Чегодаев склонил упрямую голову.
– Ну, мне пора! – поднялся Бурнашов.
– Постой, погоди! Куда ты собрался ехать, скажи мне? На ночь глядя, куда? – Анна говорила мелко, почти всхлипывала, но сама не сводила жалобного взгляда с Чегодаева, ожидая поддержки. Но муж не поддакивал, его небольшая головка, прошитая сединой, была упрямо набычена. – Ты ведь пьян, Алеша.
– Я пьян? – удивился Бурнашов. – Ни в одном глазу. Нынче водку стали слабую делать. Вот сейчас два фужера выпью и по одной половице пройдусь… Черт знает что мычишь. Курица. Пьян, пьян! Ты что, видала меня пьяным? Прощай.

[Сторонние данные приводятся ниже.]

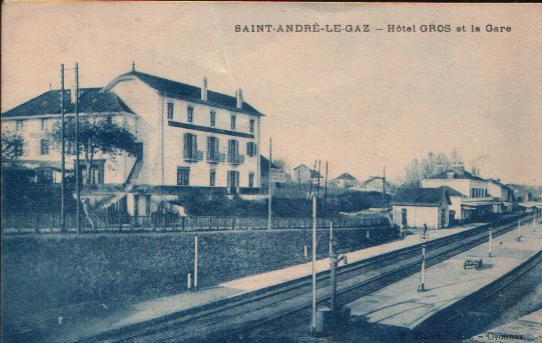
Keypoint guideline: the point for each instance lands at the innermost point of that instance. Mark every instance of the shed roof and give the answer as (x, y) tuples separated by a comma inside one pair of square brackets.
[(91, 100), (346, 176), (192, 93), (420, 196)]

Бурнашов уже не удостоил зятя взглядом, неторопливо прошелся по одной половице, в прихожей отыскал тулупчик и скуфейку, мягко затворил входную дверь. Вино вроде бы не действовало, кануло в утробу, как в песок. Еще с трезвой головою Бурнашов отыскал возле вокзала свой автобус, опустился на заднее сиденье, и тут его начало кружить и мутить. Он то выплывал из беспамятства, то снова обрывался в черную клубящуюся бездну, где никого и ничего не было, кроме невыносимой обиды. Сколько он так ехал, Бурнашов не помнил, но лишь однажды он очнулся с больной головой и нашел себя живым и невредимым в крохотном провинциальном вокзальчике, половину которого занимали багажные автоматические камеры. Серый затоптанный цементный пол, две громадные жестяные урны, покрашенные зеленой краской, и три облезлых дивана, один из которых занимало его, Бурнашова, распластанное тельце. Под потолком назойливо гудела неоновая трубка, вокруг нее суетились непонятно как сохранившиеся жизнерадостные мухи. Да, это был его родной, до щербинки на потолке знакомый вокзальчик, где столько ночей он выспал, дожидаясь раннего автобуса до своего сельца. Скоро дом, Лизаньку увижу, отмякше подумал Бурнашов. Он тут же виновато спохватился, что вот, злодей проклятый, неделю пропадал в городе и ни разу не встревожился о жене. С этим чувством новой вины он забылся вновь, мягко, беспечально улыбаясь во сне.
ГЛАВА ВТОРАЯ
Бурнашов уверовал, что жену бесценную ему господь послал. Никогда прежде не верил в бога, а тут вдруг приписал нежданную радость не чуду, но чьей-то всемогущей милости и доброте. А то как бы иначе отыскались они с Лизанькой на таком громадном российском пространстве, столкнулись на росстани в ту единственную минуту, когда и решается судьба. Задержись он тогда у реки – и разминулись бы, не повстречавшись, не ведая друг о друге. Игра провидения иль вершина созревшего чувства, но без любви уже и жизнь не в жизнь: хоть в петлю головой. Бывают же такие мгновения в каждой судьбе, когда от одиночества сходишь с ума, и высшим благом, этакими райскими кущами мыслится тогда семья. Это после волосы на себе рвешь и сам себе дивишься, прежнему. Втемяшится в голову блажь – и ничем не напугать человека, никак не отговорить, сколько поучительных историй ни поведай. Бурнашову ли о том не знать? Два раза обжегся, мечтал бобылем век кончить, а тут припекло вдруг, и сам желанно полез в хомут. Иль природа томит и неволит мужика?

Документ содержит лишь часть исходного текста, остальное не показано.